MMSciBench: Benchmarking Language Models on Chinese Multimodal Scientific Problems
This work addresses the need for rigorous evaluation of multimodal scientific understanding in AI models, though it is incremental as it builds on existing benchmarking efforts.
The authors tackled the problem of evaluating scientific reasoning capabilities of language and vision-language models by introducing MMSciBench, a benchmark for Chinese multimodal scientific problems, and found that even the best model achieved only 63.77% accuracy, with particular struggles in visual reasoning tasks.
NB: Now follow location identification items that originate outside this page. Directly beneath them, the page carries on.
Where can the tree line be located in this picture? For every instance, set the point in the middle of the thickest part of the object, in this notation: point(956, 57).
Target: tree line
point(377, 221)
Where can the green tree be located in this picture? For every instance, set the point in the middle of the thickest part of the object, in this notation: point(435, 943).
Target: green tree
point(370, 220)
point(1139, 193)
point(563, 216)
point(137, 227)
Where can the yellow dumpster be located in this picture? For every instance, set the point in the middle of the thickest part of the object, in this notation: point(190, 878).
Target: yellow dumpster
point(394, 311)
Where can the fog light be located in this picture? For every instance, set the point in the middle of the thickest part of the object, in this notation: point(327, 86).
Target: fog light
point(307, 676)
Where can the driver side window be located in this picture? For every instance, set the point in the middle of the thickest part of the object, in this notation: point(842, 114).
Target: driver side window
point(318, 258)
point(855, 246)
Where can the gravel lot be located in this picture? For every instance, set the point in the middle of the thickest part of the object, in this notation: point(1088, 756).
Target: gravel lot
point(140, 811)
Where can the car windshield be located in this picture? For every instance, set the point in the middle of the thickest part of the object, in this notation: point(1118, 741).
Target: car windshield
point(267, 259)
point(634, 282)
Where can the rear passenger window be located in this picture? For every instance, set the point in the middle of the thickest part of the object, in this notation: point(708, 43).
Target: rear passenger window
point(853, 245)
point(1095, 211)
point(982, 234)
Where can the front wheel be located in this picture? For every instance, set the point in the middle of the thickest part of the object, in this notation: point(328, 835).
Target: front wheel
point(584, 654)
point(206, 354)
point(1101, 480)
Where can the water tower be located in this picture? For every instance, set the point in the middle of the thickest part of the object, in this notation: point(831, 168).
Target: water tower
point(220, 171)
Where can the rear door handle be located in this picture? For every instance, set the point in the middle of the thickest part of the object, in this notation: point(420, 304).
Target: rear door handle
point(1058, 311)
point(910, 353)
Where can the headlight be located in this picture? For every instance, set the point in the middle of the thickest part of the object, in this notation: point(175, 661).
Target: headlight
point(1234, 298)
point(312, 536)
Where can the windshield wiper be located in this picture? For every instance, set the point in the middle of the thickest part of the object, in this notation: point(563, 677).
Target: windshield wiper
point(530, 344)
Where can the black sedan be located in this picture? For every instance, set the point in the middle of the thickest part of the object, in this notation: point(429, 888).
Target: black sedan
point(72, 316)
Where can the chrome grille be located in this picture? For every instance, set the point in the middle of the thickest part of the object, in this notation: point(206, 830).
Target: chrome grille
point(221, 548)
Recent advances in large language models (LLMs) and vision-language models (LVLMs) have shown promise across many tasks, yet their scientific reasoning capabilities remain untested, particularly in multimodal settings. We present MMSciBench, a benchmark for evaluating mathematical and physical reasoning through text-only and text-image formats, with human-annotated difficulty levels, solutions with detailed explanations, and taxonomic mappings. Evaluation of state-of-the-art models reveals significant limitations, with even the best model achieving only \textbf{63.77\%} accuracy and particularly struggling with visual reasoning tasks. Our analysis exposes critical gaps in complex reasoning and visual-textual integration, establishing MMSciBench as a rigorous standard for measuring progress in multimodal scientific understanding. The code for MMSciBench is open-sourced at GitHub, and the dataset is available at Hugging Face.